As Nielsen's family braced for a final goodbye, they couldn't shake images of what they fear were her final moments. Nielsen's grandmother Diane Frank rattles questions police say they can't answer for them.

"Was she molested? Was she hurt in any way? Did she suffer? Did she go quick? Did they hurt the baby or did he just die because Jenna died? These are things we need to know," Frank said from her home in Utah, where she's helping tend Jenna's two small boys. "My only prayer is that she went quick and didn't suffer and wasn't terrified."

Nielsen didn't scare easily.

As a teen, her canary yellow Volkswagen bug broke down in the middle of a busy exit ramp. She howled with laughter and signaled to her high school buddy Sarah Watts to start pushing. The girls shoved the dead car more than a quarter of a mile to a gas station.

"She just laughed," recalled Watts, a high school friend. "Nothing stopped her. Nothing stalled her. She just kept going. That's something you're born with."

Culture, not cartoons

Nielsen knew what she wanted and chased it with a singular intensity, said Frank, who helped care for her as a girl. She had little tolerance for distractions.

As a young girl, Nielsen loved ballet but dropped out of classes.

She told her grandmother: "I love it, but they just want to play, and I came to learn."

While girls her age splashed in pools all summer, Nielsen traveled the world with her grandparents, who conducted seminars on alternative health therapy. She digested that culture in charming ways, Frank said. A 7-year-old Nielsen requested her grandmother make fettuccine with shrimp scampi and fresh mushrooms for dinner. Instead of flipping on cartoons, Nielsen was glued to Victor Borge, laughing at the Danish pianist's comic performances.
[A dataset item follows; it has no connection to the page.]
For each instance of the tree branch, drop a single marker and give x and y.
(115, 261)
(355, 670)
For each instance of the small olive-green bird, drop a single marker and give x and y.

Nielsen capitalized on her love of the arts in high school. She attended a performing arts charter school outside St. George, Utah, where she rehearsed ballet, tap and modern dance. She considered a career in dancing. Nielsen toyed with the idea of modeling, too.

Her 5-foot-1-inch frame prevented her from doing either professionally, Frank said.

Her life mission

Nielsen's future came to her one lazy summer afternoon after her junior year in high school. She and her friend Watts strolled a local mall and dropped by a Foot Locker shoe store to chat with a friend of Watts. That's when she first spotted Tim Nielsen. He, too, stopped in to visit a friend. The two barely spoke, but Watts knew she was witnessing a connection not easily severed.